Up over the steep slope above the closest pond, in the soft dirt from three-years-past construction, I tried to step in my own shoeprints each time. I did this to inflict the least possible damage to the new green shoots of sego lilies, the papery desert blooms Jeff gathers for his father’s grave every spring. Such hearty perennial wildflowers and garden annuals have enormous value to me over gaudy tropical blooms. I cherish the tulips and pansies, marigolds, lilacs, jonquils, hyacinth, hollyhocks, poppies and peonies whose rare palette and perfume make the brief Wyoming summer all the more exquisite. In the hills, segos and larkspur, lupine, Indian paintbrush, arnica and skyrockets thrive without any gardener’s ministrations.

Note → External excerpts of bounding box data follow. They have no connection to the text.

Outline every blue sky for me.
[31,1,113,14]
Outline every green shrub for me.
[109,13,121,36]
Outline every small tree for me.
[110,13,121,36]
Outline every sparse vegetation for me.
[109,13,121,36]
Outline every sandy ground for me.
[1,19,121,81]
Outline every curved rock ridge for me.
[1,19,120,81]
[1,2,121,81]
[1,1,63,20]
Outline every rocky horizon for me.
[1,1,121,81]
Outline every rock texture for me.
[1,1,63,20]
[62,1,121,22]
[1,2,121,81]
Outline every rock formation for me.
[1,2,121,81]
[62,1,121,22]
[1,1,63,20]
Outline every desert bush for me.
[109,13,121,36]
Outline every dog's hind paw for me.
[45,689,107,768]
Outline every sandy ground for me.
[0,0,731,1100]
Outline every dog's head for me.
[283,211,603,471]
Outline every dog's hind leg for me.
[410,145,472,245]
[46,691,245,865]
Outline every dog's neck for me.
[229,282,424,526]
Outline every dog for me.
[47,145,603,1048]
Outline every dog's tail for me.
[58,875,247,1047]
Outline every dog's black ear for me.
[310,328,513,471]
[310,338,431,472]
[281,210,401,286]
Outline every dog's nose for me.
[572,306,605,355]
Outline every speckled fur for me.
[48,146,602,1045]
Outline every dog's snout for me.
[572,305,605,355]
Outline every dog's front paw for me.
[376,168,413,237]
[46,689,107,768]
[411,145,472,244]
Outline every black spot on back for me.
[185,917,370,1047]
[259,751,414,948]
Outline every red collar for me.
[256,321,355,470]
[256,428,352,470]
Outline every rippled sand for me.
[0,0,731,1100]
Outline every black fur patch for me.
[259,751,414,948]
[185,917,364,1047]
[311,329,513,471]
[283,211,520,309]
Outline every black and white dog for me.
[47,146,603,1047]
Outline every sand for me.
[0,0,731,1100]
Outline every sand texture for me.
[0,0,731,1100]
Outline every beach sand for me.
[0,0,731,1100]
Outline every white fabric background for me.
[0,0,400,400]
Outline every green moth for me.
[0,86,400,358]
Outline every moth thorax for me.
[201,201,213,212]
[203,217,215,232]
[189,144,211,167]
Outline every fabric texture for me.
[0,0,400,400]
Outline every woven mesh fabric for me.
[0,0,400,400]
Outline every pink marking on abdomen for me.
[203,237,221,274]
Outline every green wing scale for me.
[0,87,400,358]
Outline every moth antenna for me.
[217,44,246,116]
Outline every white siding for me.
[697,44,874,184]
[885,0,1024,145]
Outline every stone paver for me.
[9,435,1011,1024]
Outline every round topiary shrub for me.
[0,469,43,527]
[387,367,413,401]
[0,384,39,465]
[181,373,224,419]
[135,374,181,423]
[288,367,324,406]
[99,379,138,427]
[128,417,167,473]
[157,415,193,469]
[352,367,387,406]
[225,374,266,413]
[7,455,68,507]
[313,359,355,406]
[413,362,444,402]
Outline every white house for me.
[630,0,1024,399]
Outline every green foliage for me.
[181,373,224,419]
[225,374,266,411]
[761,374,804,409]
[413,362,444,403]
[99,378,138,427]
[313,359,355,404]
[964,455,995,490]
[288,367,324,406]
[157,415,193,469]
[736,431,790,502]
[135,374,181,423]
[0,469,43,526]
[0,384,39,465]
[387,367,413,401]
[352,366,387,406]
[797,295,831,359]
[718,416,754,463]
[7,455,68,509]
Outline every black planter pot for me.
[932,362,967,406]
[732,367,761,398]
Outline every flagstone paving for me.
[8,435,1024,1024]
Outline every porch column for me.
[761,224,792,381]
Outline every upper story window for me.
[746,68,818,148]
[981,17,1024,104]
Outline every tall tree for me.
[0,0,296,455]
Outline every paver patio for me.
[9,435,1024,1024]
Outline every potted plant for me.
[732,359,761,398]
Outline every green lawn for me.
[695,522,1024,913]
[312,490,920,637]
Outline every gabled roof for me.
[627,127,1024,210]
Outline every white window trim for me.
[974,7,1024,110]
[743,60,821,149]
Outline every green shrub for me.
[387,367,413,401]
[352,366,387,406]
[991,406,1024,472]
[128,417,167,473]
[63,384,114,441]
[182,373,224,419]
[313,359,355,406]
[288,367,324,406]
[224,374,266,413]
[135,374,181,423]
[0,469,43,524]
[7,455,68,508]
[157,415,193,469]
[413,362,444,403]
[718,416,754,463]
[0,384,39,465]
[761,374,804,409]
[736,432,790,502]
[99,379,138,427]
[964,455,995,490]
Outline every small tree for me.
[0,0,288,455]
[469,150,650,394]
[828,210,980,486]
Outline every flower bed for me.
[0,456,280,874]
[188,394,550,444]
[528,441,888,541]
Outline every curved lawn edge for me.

Morgan and I used to repeat a vague schoolyard chant (does she remember?) about the astounding possibility inherent in the fact that the world is so enormously populated. It went something like this: Someone is having a baby- now, and now, and now. Someone is waking up- now, and now, and now. Someone is… insert universal life experience here- etcetera, etcetera, etcetera (in my best Yul Brynner). You get the point. My favorite line, of course, was the one that made me feel a part of a vast, unseen global assembly, and yet somehow special and loved at the same time: someone is thinking about me- now, and now, and now. Whenever I am doing something rhythmic- walking, sweeping, occasionally while painting- I find myself repeating it under my breath, unconsciously.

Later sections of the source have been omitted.